The state brought in over half-a-billion dollars less in taxes than expected through the end of fiscal 2023 and almost $2 billion less than they collected the previous year, according to the Healey Administration.
The Department of Revenue says that total tax revenue for the year came in at $39.16 billion, about $605 million below revenue benchmarks for the fiscal year.
“The tax revenue performance against benchmark was driven by a decline in capital gains after unprecedented growth in Fiscal Year 2022,” the Executive Office for Administration and Finance said in announcing the year end totals.
As a consequence of coming in under benchmark the state will cut in half a planned deposit into the stabilization fund, also known as the rainy day fund, but the shortfall “will not impact the budget balance,” according to the administration.
After the Department’s April revenue report came in about $1.6 billion below benchmarks and a full $2.2 billion under the previous year’s April revenue, some were quick to sound the alarm about the Legislature’s plan to consider tax cuts.
However, according to Secretary of Administration and Finance Matthew Gorzkowicz, the following months’ revenue covered the financial hole caused by April enough the state won’t need to drawn down on the rainy day fund, which as of June 30 was sitting at $7.2 billion.
“Despite a disappointing month for tax collections in April, tax revenue in May and June exceeded revised benchmarks and helped to shrink the gap. We are on track to close Fiscal Year 2023 in balance without using the Stabilization Fund,” Gorzkowicz said.
Revenue in May came in $169 million higher than forecast, or about 6.7% above benchmark. June collections came in $394 million higher than expected or 10.5% above benchmark.
About $593 million of fiscal 2023’s missed revenue comes from a decline in capital gains takings, according to Administration and Finance. The Stabilization Fund will still see a $750 million deposit, half what was originally planned but enough to bring it to nearly $8 billion, and the state retiree benefits trust fund and pension liability fund will both get an additional $41.7 million.
More than $100 million in surtax takings collected after the state’s constitution was changed to include a permanent 4% tax on incomes over $1 million will not be added to fiscal 2023’s balance sheets, but instead deposited in a Education and Transportation Fund created by Healey’s 2024 budget for taxes taken under the new law.

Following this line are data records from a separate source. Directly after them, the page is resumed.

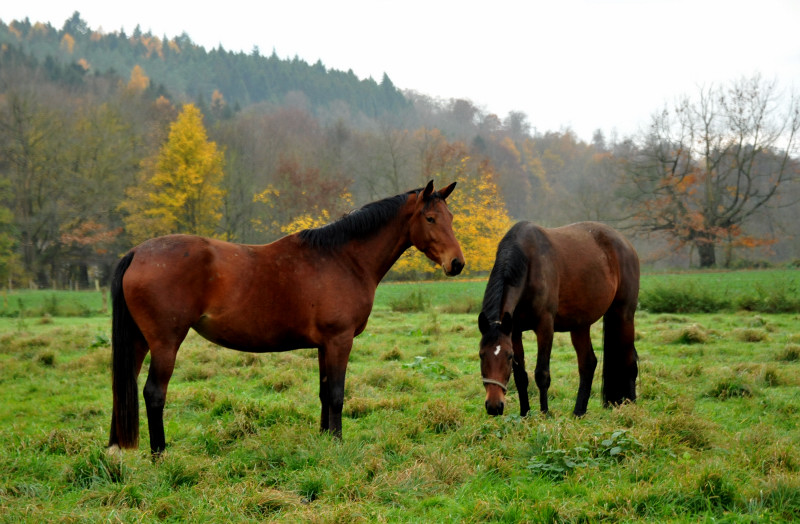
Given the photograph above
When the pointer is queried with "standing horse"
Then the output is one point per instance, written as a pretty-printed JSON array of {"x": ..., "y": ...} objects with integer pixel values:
[
  {"x": 561, "y": 279},
  {"x": 313, "y": 289}
]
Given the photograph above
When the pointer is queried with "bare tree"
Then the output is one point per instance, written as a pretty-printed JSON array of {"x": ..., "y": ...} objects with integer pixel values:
[{"x": 707, "y": 166}]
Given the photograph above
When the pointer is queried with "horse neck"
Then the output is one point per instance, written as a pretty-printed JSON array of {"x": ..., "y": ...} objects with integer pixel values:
[{"x": 374, "y": 256}]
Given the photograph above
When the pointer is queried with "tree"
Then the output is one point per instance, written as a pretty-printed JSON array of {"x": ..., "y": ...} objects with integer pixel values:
[
  {"x": 184, "y": 193},
  {"x": 708, "y": 166}
]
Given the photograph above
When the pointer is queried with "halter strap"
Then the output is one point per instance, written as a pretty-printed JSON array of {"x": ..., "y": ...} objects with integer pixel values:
[{"x": 496, "y": 383}]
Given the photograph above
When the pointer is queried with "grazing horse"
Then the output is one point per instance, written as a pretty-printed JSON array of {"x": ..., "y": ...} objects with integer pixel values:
[
  {"x": 312, "y": 289},
  {"x": 560, "y": 279}
]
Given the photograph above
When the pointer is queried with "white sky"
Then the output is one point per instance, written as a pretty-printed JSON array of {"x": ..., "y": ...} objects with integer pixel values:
[{"x": 579, "y": 64}]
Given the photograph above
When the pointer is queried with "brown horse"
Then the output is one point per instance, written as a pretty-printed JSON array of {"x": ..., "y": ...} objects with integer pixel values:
[
  {"x": 313, "y": 289},
  {"x": 561, "y": 279}
]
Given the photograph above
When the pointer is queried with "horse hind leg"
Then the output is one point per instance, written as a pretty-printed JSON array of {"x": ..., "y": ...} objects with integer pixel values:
[
  {"x": 620, "y": 367},
  {"x": 162, "y": 364},
  {"x": 544, "y": 341},
  {"x": 587, "y": 363}
]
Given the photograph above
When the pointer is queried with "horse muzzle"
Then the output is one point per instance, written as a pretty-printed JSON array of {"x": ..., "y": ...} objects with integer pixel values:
[
  {"x": 456, "y": 266},
  {"x": 494, "y": 408},
  {"x": 494, "y": 402}
]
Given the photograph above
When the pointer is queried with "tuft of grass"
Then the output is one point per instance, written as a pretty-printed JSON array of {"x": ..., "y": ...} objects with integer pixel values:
[
  {"x": 691, "y": 334},
  {"x": 718, "y": 491},
  {"x": 95, "y": 467},
  {"x": 732, "y": 387},
  {"x": 414, "y": 302},
  {"x": 441, "y": 416},
  {"x": 791, "y": 353},
  {"x": 682, "y": 298},
  {"x": 750, "y": 334}
]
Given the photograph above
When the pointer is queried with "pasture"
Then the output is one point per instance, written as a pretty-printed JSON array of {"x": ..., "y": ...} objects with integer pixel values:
[{"x": 713, "y": 436}]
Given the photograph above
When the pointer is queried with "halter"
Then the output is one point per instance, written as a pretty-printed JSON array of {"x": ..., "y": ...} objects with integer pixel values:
[
  {"x": 496, "y": 383},
  {"x": 502, "y": 386}
]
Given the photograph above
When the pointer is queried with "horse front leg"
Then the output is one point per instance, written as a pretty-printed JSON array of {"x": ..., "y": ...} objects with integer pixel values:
[
  {"x": 520, "y": 374},
  {"x": 324, "y": 393},
  {"x": 544, "y": 341},
  {"x": 335, "y": 352},
  {"x": 587, "y": 362}
]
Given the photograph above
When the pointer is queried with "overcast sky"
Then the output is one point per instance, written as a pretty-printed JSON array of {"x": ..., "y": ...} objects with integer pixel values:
[{"x": 579, "y": 64}]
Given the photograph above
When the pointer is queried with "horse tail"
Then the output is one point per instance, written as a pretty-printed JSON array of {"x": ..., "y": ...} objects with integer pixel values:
[
  {"x": 620, "y": 359},
  {"x": 124, "y": 332}
]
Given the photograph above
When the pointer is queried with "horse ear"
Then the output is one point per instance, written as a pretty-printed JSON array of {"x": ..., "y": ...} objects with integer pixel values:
[
  {"x": 483, "y": 323},
  {"x": 506, "y": 323},
  {"x": 426, "y": 194},
  {"x": 444, "y": 193}
]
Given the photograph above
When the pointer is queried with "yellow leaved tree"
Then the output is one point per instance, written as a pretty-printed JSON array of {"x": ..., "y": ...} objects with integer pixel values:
[{"x": 182, "y": 190}]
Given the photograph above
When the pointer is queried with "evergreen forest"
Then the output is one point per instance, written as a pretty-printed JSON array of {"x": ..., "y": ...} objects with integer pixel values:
[{"x": 108, "y": 138}]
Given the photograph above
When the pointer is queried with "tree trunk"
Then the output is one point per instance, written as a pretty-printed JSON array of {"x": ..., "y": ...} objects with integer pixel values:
[{"x": 707, "y": 253}]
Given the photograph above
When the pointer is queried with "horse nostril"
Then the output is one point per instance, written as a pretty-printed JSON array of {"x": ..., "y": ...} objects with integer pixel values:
[
  {"x": 494, "y": 409},
  {"x": 456, "y": 266}
]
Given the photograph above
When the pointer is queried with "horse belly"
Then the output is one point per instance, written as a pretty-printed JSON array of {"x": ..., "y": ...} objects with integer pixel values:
[{"x": 252, "y": 337}]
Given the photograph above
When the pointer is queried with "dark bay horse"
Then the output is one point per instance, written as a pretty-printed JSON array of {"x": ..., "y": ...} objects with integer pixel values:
[
  {"x": 313, "y": 289},
  {"x": 561, "y": 279}
]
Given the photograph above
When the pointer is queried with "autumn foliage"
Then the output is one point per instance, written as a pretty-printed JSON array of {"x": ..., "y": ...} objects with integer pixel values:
[{"x": 183, "y": 194}]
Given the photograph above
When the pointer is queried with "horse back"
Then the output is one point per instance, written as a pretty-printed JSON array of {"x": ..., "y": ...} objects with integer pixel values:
[
  {"x": 272, "y": 297},
  {"x": 579, "y": 270}
]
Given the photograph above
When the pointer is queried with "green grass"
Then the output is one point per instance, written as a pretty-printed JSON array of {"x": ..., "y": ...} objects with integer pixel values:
[{"x": 713, "y": 436}]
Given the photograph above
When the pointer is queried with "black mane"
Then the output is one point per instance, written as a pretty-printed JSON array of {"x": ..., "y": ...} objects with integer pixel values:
[
  {"x": 356, "y": 224},
  {"x": 509, "y": 270}
]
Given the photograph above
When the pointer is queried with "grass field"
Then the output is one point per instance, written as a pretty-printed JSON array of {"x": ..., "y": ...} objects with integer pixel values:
[{"x": 713, "y": 437}]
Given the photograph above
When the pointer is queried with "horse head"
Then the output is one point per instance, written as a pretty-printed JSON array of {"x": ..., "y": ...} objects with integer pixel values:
[
  {"x": 431, "y": 229},
  {"x": 497, "y": 357}
]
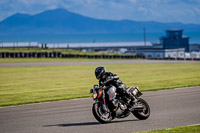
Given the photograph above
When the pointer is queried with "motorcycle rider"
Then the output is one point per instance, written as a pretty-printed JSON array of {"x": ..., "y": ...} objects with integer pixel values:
[{"x": 110, "y": 79}]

All told, even with a smaller rainy day fund deposit, the state will still need to come up with about $39 million to cover all of 2023’s spending, according to the Healey Administration.
“The Executive Office of Administration and Finance continues to finalize FY23, and anticipates filing a supplemental budget later this summer to close Fiscal Year 2023,” a spokesperson for administration and finance wrote.

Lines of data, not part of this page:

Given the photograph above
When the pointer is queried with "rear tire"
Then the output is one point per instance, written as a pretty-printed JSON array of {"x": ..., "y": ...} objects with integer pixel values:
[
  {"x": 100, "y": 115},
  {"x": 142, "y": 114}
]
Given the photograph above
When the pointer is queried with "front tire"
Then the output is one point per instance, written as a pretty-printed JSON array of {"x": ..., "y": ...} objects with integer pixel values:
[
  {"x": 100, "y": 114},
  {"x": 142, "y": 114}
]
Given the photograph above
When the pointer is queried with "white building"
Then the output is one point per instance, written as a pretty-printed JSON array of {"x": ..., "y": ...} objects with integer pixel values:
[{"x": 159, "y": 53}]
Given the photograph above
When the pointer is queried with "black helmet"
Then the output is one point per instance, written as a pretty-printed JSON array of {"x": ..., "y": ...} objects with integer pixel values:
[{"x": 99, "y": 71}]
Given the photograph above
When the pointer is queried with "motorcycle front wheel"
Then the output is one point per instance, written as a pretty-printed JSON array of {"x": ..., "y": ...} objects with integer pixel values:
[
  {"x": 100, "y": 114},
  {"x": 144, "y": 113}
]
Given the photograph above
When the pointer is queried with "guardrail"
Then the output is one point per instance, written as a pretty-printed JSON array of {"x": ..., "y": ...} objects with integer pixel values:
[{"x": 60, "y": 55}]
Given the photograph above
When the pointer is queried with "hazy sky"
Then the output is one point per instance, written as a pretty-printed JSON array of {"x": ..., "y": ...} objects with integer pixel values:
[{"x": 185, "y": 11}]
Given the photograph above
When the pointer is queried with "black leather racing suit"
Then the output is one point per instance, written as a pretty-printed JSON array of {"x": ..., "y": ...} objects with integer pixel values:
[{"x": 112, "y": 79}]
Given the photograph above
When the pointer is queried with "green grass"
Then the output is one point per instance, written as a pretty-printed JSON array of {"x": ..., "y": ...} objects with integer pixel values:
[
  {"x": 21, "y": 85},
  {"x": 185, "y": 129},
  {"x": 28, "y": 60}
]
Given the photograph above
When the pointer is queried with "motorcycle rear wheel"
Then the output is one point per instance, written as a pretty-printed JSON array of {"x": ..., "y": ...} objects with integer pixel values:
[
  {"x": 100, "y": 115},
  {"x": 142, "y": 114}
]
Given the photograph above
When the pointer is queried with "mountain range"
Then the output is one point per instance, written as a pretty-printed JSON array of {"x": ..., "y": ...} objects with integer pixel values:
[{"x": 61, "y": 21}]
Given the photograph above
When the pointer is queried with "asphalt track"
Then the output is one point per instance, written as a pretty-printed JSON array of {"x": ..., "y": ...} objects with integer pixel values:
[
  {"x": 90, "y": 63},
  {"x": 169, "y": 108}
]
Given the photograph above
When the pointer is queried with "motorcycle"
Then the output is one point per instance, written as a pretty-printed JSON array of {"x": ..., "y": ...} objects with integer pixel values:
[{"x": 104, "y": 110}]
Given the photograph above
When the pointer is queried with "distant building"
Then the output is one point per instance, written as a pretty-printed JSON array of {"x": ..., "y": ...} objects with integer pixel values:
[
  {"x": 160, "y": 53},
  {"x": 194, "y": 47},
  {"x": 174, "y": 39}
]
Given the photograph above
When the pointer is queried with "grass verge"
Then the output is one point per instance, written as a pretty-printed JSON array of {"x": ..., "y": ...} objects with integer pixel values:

The year-end numbers come just days after Healey signed the state’s month-late $56.5 billion fiscal 2024 budget.
July’s revenue report showed the state made $264 million or 11.0% more than actual collections in July 2022. Revenue benchmarks were not made for July, the first month in the state’s fiscal year.

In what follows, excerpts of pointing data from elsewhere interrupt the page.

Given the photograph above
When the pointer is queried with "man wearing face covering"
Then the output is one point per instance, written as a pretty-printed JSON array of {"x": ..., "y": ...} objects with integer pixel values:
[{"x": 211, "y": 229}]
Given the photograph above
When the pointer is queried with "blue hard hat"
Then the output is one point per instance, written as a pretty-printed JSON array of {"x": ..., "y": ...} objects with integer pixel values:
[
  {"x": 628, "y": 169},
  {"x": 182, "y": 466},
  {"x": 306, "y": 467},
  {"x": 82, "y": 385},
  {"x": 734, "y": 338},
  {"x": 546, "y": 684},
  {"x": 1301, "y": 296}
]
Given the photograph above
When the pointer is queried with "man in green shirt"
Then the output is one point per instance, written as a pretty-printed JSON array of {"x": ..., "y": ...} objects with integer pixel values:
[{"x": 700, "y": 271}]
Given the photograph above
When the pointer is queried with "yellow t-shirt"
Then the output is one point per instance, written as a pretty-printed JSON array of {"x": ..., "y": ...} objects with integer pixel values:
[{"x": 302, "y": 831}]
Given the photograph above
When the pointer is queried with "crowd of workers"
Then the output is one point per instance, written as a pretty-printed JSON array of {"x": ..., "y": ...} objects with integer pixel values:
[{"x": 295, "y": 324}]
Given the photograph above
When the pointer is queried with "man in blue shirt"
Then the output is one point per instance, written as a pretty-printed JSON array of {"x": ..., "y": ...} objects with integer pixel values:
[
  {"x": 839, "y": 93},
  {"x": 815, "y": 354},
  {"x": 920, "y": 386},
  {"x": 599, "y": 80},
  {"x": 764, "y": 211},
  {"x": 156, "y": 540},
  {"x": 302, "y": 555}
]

“July revenue included increases relative to July 2022 collections in withholding, non-withheld income tax, sales and use tax, corporate and business tax, and ‘all other’ tax” Revenue Commissioner Geoffrey Snyder said along with the July report. “The increase in sales and use tax was the result of typical periodic fluctuations in collections. The increase in withholding reflects current labor market conditions as well as periodic fluctuations. The increase in ’all other’ tax is due, in part, to estate tax, a category that tends to fluctuate.”